Collin D. Johnson

MLX Fine-Tuning Kit

May 2026 · open-source kit

A reusable kit for fine-tuning open-source LLMs locally on Apple Silicon using MLX. Built around an M2 Max with 64GB unified memory, but works on any modern Mac with 16GB+. The repo bundles the templates, worked examples, and reference docs I copy into every new fine-tuning project.

View the repo on GitHub →

What's in it

The five-step workflow

Every project follows the same pattern, which is most of what the kit encodes:

  1. Define the behavior — Write a two-sentence before/after spec. If you can't, you're not ready to build the dataset.
  2. Build the dataset — 30 examples gets you a clear pattern, 100–300 gets real generalization. Quality over quantity. One bad example pollutes training.
  3. Baseline test — Run the base model on your test prompts before training. Skipping this is the #1 beginner mistake.
  4. Trainmlx_lm.lora --config lora_config.yaml. Watch train and val loss; if val starts climbing while train falls, you're overfitting.
  5. Evaluate — Compare side-by-side on prompts the model hasn't seen. Loss numbers help, but the real test is "do the outputs look like what I wanted?"

Quick start

git clone https://github.com/collindjohnson/mlx-finetune-kit
mkdir -p ~/AI/finetuning/my-new-project && cd ~/AI/finetuning/my-new-project
cp ../path/to/mlx-finetune-kit/templates/* .

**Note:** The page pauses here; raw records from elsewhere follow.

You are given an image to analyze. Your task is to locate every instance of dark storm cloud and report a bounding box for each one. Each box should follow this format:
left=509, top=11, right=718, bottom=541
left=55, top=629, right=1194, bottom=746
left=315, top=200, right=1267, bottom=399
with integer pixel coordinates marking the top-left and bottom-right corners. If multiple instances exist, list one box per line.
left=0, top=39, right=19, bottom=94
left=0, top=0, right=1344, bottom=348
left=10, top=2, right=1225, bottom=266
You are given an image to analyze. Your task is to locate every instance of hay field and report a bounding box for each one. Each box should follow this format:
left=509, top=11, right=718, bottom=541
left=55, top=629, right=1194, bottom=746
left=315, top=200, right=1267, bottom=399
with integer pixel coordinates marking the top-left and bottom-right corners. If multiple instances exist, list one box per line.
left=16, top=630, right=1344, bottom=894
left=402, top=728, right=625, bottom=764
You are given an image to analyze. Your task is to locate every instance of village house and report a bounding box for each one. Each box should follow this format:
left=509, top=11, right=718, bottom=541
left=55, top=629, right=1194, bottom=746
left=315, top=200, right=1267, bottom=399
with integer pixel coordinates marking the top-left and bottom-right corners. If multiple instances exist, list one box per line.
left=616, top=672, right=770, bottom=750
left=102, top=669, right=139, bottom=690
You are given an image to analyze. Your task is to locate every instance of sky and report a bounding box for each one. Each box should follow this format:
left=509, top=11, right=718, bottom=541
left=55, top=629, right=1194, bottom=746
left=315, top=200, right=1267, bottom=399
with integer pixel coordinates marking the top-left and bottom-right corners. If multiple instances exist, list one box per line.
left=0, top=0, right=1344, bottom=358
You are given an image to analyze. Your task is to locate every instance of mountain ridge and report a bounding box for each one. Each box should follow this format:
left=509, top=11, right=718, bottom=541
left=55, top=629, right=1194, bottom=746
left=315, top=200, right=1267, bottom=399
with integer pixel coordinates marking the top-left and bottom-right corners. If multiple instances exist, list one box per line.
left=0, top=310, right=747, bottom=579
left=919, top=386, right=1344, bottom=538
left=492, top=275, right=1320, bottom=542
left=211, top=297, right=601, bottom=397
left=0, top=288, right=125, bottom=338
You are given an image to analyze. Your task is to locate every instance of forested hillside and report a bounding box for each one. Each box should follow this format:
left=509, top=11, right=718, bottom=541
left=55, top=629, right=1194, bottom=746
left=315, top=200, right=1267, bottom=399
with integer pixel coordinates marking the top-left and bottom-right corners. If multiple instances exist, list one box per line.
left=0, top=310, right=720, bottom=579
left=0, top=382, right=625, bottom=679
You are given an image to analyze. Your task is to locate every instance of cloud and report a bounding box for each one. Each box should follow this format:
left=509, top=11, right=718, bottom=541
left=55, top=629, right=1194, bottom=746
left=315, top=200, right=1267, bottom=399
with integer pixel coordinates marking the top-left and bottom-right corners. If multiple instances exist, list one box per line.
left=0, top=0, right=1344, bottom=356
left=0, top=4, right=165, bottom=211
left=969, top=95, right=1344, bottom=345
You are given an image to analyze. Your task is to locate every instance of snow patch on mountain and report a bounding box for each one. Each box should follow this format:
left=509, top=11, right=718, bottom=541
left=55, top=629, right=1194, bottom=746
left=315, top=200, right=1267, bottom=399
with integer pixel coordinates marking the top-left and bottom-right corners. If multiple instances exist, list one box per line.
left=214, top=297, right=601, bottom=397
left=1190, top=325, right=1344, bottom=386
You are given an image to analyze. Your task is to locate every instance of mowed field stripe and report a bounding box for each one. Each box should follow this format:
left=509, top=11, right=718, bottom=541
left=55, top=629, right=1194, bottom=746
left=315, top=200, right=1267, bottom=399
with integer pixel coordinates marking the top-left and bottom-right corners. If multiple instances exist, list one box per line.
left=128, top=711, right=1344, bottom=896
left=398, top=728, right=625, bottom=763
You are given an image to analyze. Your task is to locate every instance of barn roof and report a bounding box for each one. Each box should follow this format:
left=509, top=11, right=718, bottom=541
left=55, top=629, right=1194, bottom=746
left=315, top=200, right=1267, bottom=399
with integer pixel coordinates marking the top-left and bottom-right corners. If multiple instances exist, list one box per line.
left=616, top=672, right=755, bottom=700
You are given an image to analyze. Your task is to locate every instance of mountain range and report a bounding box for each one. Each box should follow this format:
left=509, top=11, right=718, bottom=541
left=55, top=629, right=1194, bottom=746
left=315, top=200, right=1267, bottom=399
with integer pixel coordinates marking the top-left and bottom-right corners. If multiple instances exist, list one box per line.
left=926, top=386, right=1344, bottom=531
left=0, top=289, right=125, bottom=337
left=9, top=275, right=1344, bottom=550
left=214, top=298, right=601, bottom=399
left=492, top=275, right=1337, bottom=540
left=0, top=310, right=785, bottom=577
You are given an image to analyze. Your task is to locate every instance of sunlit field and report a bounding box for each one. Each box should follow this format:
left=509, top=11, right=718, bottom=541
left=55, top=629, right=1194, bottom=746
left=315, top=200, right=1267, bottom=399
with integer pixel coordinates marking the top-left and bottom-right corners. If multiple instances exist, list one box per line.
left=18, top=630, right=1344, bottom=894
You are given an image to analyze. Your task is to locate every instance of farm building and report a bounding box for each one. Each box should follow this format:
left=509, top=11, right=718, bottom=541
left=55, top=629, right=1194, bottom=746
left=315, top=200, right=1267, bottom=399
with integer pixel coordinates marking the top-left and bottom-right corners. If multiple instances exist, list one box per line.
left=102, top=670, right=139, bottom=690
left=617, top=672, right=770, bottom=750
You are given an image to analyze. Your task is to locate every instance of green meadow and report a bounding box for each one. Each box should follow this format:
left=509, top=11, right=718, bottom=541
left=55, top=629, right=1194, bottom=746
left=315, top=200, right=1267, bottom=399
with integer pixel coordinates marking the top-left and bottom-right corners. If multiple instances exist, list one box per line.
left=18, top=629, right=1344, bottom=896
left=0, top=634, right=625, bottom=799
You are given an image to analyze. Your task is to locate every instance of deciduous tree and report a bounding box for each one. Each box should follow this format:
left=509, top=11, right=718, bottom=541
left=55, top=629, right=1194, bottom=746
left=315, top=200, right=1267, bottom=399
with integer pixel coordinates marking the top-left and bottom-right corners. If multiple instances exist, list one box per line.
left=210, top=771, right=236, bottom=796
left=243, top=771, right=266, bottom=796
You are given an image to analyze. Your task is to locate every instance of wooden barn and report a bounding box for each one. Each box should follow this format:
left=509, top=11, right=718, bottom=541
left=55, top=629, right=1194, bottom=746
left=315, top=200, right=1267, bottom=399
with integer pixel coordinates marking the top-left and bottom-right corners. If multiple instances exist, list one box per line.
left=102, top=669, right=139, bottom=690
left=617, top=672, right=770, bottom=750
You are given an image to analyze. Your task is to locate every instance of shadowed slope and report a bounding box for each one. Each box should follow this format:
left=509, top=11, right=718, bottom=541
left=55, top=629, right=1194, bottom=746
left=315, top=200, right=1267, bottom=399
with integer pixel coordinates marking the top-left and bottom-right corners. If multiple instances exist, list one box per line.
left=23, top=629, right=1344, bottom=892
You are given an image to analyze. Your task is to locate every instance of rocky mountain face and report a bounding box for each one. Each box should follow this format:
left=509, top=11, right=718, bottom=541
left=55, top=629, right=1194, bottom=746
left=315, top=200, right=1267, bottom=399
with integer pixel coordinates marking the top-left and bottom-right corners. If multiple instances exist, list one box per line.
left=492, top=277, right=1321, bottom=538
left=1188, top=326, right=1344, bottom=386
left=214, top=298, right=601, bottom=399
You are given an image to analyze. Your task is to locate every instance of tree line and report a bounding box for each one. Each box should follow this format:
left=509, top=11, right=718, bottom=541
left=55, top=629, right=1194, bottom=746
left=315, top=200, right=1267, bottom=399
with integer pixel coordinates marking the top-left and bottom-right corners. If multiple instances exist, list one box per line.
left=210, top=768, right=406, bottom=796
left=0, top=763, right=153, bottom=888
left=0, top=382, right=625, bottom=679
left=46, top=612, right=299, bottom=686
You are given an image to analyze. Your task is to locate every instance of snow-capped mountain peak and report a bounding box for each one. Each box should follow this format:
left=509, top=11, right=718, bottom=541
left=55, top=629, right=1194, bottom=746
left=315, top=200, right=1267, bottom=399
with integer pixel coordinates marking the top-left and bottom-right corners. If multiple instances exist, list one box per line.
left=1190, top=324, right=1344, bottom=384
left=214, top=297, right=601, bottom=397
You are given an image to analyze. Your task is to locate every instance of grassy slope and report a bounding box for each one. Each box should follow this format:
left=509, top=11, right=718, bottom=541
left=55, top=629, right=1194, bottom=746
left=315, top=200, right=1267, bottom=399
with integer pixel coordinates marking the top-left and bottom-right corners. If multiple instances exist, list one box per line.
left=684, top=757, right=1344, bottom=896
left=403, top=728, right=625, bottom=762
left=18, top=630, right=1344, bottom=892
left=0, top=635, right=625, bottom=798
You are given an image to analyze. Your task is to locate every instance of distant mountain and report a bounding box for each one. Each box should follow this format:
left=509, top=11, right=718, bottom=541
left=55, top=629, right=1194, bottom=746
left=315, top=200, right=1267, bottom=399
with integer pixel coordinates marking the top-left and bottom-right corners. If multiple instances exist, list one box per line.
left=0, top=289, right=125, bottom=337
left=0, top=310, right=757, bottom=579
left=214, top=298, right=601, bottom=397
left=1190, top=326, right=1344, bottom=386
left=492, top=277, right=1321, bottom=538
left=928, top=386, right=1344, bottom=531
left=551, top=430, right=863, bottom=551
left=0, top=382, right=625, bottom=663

python3 -m venv .venv && source .venv/bin/activate
pip install --upgrade pip && pip install mlx-lm huggingface_hub

# Edit prepare_data.py with your dataset, then:
python prepare_data.py        # Build train/valid splits
python test_model.py --base   # Baseline outputs (don't skip)
mlx_lm.lora --config lora_config.yaml   # Train (5–15 min)
python test_model.py --tuned  # See if it worked

When not to fine-tune

Honest reminder: most "I want a custom AI" use cases are better served by better prompting, RAG, or few-shot examples in the prompt. Fine-tune when you need a consistent output format prompting can't reliably produce, you're running cheaply at scale, you need offline/private operation, or you want a small specialized model that beats a big general one on a narrow task.